Per completezza,e ti viene in mente, Fabrizia Di Lorenzo,(a parte come gli è purtroppo andata) per entrare a lavorare a Berlino mica ha dovuto votare o farsi raccomandare come per la saca la cogesa le poste etc.ma ha dovuto superare i test di ammissione e dimostrare solo e soltanto le sue capacità. Se nella “grave e profonde Allemagne ” un italiano è più bravo di un tedesco prende il lavoro e il tedesco resta dietro.

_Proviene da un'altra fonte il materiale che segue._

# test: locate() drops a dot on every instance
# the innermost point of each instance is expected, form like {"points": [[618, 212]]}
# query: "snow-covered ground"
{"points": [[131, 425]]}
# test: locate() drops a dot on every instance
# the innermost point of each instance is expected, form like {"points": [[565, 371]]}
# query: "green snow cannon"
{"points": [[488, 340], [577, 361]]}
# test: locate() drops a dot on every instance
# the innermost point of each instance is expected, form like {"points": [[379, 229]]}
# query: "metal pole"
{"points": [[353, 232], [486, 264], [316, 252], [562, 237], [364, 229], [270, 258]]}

Vabbè,saca cogesa. Per la gente che può solo testare in loco oppure che è stata rinviata all’origine ,in qualche modo ci si deve porre soccorso.
restare
Renato, sono il fregnone che ha scritto queste corbellerie e che è talmente fregnone che fatica a capire il tuo commento. A me non pare di aver scritto che gli italiani sono stupidi (che siano i più intelligenti del mondo mi pare un pò estremo), che non debbano fare l’università e che non sia un bene la libera circolazione delle menti e delle risorse. Però se tu hai letto questo non avrai difficoltà a citarmi i passaggi. E se non ti sembra che il Paese li abbandoni ai loro destini senza un minimo di supporto o di stimolo a rientrare fosse solo per portarci la loro esperienza, fammi un solo esempio virtuoso. Ti ascolto.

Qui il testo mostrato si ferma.